Just three weeks ago, he was a junior hockey player heading for playoffs with the Humboldt Broncos. Now, he's on a tougher journey — learning to live with paralysis from the chest down.
The 19-year-old lost many of his teammates and his coach in the rural Saskatchewan crash on April 6 that killed 16 and injured him and 12 others.
But his courage and resilience shine through — staying strong in part by thinking of what his coach would tell him.
"Just be tough, keep pushing through," Straschnitzki said his coach, Darcy Haugan, would tell him.
"You were given a second chance, so take advantage of it."
His voice catches as he speaks to CBC's The National from a room at Foothills Hospital in Calgary, where he was moved last week from Saskatoon to be closer to his family in nearby Airdrie.
"Keeping that mindset of, you know, you can do this. People are saying, 'Oh, he'll never walk again,' but just push through it," Straschnitzki said.
The teen remembers being on the bus carrying his team to playoffs in northeastern Saskatchewan, texting his girlfriend, when he heard the bus driver say, "Whoa!"
The next second the bus and a semi-trailer collided and he was catapulted onto the road. He broke his ribs and shoulder, punctured a lung, suffered internal head bleeding and injured his spinal cord.
Straschnitzki remembers waking up in pain, staring at the bus that had been cut in half.
"My teammates were sitting in front of me, like bloodied and whatnot, and my initial reaction was to get up and help, but I couldn't move," he said. "It was pretty tough. so I just, like, screamed for help."
He was rushed to a Saskatoon hospital and went into surgery the next day. The medical treatment has repaired some of his injuries — but movement hasn't returned to his legs.
Only recently has he been strong enough to do exercises to develop his balance.
"I just set my goals. If I have to get into a wheelchair today, I just sit a bit longer than I did yesterday," he said.
"If I have to sit on the bed and practise keeping my balance, I'm going to do it longer each day."
He's also struggling to recover emotionally — especially after he was too injured to attend his friends' funerals.
"I'm doing this all for them," he said, tearing up at the memory of his teammates. "That's how I remember them, so they're always there."
His parents said it was the first time he's cried.
His biggest fear?
"Just maybe, you know, the possibility that things won't get better," he told the CBC's Susan Ormiston. "Just taking it day by day and keeping that mindset of, you know, I can do this and do it for them."

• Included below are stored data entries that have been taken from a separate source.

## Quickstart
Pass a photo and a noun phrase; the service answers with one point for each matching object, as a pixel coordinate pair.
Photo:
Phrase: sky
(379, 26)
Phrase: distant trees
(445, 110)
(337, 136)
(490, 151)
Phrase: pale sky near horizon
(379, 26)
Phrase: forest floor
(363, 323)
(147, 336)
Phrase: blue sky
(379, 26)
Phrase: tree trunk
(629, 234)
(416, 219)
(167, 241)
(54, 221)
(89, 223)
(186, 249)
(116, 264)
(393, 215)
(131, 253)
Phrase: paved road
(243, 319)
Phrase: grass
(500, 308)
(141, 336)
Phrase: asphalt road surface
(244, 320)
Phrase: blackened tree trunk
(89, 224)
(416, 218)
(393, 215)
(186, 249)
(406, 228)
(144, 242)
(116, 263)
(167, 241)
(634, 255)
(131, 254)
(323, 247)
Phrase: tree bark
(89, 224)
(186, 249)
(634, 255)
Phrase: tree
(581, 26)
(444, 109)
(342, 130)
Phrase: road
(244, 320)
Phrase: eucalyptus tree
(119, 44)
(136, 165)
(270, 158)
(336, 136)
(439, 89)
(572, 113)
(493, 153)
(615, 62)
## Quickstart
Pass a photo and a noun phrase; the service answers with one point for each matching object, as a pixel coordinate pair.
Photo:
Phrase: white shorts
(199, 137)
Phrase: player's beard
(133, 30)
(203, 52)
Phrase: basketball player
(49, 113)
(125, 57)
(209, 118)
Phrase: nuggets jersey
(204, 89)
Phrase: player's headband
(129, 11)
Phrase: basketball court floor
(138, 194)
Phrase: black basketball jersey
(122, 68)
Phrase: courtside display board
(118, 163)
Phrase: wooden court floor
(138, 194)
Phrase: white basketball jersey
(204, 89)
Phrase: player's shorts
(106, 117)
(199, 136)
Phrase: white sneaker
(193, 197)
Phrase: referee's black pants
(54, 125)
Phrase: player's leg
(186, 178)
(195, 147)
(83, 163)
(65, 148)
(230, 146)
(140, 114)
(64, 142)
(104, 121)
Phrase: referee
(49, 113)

His parents, Tom and Michelle Straschnitzki, have been glued to his side these past weeks, determined to keep their son on track and moving forward. They've juggled supporting their three other children while spending full days at the hospital.

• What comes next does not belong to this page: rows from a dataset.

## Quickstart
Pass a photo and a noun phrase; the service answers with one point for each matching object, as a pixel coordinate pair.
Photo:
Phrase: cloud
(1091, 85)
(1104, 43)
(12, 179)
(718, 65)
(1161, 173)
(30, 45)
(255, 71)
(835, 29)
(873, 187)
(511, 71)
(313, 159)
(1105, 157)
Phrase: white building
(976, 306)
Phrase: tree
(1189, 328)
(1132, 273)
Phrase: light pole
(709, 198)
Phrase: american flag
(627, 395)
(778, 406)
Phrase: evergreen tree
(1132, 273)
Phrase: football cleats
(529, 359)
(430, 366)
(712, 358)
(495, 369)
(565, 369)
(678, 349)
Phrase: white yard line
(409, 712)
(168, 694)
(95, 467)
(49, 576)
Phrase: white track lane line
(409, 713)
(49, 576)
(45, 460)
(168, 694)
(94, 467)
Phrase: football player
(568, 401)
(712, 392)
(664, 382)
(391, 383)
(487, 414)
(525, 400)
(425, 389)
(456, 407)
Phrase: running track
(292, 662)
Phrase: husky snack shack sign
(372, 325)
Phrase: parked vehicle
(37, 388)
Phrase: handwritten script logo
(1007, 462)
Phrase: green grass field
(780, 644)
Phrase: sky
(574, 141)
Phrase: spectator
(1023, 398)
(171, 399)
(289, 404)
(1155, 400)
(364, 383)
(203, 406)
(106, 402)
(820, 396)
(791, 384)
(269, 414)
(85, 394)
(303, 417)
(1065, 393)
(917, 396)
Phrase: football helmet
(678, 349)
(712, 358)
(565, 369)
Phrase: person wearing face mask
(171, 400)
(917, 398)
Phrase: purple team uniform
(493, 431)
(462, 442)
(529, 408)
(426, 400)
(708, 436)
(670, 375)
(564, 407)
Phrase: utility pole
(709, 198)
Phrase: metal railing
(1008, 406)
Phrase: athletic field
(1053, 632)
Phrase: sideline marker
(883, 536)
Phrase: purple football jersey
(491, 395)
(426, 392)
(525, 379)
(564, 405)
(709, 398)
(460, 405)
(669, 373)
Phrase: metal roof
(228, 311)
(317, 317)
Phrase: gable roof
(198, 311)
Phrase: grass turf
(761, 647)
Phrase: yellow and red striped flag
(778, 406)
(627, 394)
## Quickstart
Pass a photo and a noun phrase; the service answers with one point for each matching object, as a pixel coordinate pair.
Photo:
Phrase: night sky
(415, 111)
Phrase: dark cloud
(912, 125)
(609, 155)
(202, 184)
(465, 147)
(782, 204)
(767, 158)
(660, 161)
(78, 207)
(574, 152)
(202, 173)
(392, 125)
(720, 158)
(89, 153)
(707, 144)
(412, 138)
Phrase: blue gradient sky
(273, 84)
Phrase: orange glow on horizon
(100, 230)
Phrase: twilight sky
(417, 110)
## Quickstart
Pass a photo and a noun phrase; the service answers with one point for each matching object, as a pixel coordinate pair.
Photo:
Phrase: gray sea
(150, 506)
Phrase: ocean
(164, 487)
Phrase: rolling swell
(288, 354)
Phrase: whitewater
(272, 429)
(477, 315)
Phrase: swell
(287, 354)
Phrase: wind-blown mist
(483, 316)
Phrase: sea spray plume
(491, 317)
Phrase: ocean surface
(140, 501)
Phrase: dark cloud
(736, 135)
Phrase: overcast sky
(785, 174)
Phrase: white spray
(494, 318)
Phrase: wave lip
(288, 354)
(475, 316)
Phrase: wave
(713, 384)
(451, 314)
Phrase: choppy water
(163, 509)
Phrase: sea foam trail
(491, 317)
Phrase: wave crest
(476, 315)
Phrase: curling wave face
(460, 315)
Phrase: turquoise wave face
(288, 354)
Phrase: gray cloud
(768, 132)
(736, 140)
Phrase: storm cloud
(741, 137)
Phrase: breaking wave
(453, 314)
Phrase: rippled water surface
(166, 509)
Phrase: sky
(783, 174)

They credit him with having a strong spirit despite the trauma.
One night when Ryan was in intensive care, Michelle Straschnitzki experienced one of her most heartbreaking moments.
"He looked at me and he said, 'Am I OK now, Mom? Am I not going to die in my sleep?'"

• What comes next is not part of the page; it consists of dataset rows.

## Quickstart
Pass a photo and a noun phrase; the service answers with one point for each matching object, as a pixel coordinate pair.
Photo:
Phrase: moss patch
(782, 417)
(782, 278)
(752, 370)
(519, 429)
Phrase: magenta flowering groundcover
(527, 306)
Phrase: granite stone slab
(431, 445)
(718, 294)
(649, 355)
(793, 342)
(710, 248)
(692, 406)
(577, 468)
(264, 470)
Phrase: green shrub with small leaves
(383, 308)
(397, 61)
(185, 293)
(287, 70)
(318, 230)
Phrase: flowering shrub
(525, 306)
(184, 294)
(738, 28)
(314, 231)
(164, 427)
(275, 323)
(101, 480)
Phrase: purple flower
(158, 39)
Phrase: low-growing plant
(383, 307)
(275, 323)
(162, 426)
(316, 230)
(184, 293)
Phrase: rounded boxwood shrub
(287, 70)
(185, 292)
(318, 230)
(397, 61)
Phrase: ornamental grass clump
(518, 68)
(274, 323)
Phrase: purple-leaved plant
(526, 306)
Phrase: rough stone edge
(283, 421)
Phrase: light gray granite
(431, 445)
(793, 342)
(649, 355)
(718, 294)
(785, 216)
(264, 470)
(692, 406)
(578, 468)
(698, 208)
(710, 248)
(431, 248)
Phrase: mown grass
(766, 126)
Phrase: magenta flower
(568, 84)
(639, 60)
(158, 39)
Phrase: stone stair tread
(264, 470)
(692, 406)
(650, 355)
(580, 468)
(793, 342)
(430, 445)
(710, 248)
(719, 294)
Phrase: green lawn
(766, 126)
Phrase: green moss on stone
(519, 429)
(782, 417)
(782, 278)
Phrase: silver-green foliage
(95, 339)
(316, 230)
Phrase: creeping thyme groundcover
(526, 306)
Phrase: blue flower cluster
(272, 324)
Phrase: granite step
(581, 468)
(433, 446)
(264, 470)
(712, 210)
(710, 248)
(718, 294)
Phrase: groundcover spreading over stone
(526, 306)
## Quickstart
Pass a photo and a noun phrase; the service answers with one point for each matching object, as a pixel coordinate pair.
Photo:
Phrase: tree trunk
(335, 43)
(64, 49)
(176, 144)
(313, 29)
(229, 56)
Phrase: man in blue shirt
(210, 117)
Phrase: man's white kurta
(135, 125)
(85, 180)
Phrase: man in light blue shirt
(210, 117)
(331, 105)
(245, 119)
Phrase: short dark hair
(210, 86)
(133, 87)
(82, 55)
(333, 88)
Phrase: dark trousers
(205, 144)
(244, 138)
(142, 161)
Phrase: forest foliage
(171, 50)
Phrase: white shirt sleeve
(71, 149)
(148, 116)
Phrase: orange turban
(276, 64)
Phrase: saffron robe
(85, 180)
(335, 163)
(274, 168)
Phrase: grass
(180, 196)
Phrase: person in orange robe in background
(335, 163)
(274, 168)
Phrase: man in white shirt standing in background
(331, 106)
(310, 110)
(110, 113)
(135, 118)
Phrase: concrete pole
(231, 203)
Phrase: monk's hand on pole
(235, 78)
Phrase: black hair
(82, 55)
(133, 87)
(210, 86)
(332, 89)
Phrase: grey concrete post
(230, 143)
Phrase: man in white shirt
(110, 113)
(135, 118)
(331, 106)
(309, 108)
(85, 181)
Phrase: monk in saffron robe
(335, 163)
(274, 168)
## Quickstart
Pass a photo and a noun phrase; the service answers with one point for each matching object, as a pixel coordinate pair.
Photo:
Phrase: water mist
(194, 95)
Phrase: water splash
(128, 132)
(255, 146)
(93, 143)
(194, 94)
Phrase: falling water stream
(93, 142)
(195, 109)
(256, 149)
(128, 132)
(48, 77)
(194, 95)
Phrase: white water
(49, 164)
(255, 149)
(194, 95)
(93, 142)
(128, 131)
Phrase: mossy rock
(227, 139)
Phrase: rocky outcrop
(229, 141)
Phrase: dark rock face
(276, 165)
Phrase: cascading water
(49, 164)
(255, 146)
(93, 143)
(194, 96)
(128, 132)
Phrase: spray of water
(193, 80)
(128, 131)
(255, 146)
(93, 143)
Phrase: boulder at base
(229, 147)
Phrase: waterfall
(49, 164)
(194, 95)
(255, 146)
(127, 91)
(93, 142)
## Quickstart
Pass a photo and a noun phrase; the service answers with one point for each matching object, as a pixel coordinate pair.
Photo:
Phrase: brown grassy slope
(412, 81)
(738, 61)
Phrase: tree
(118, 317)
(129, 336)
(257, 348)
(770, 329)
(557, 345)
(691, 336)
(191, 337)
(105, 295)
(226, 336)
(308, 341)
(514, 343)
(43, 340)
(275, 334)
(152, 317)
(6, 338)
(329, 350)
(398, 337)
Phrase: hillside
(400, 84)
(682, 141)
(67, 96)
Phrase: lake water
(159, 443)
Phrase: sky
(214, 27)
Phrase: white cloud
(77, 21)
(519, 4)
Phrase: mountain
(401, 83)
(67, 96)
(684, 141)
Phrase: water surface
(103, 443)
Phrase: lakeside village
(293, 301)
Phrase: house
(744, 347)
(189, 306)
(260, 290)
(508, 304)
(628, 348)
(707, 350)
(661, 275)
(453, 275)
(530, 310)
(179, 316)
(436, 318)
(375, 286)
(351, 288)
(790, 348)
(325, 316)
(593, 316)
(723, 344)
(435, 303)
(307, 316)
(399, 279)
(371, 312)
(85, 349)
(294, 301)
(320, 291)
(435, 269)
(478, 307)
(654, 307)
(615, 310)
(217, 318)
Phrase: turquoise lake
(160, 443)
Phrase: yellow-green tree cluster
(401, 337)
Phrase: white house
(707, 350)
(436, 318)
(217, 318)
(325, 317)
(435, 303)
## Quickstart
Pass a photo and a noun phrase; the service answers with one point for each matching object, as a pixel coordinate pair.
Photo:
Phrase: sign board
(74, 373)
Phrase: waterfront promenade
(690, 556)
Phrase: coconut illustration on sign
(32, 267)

"And that just about killed me, because I had no idea he was even thinking that. And I reassured him, I said, 'No, you're fine.'
"Yeah, that was hard."
She said her son was never particularly talkative, but he now sometimes gets quiet with his thoughts. She, her husband and their three other children try to stay positive for him and recognize when he needs support.
"I worry about Ryan, his mental health," Tom Straschnitzki said. "But I know he's pretty strong and he can get over it."
They've got plans to renovate their basement to make it accessible when Ryan goes home, which may be in August, hoping to build a bedroom for him in the basement so he can have his privacy.
The public has rallied to donate medical and accessibility equipment, labour for construction and more than $15 million to a fund for those affected by the crash.
And Straschnitzki's plans? Well, they still revolve around hockey.
"I just want to get back on the ice, whether it's sledge hockey or coaching or scouting…. I just love being on the ice, so any way I can do that is awesome."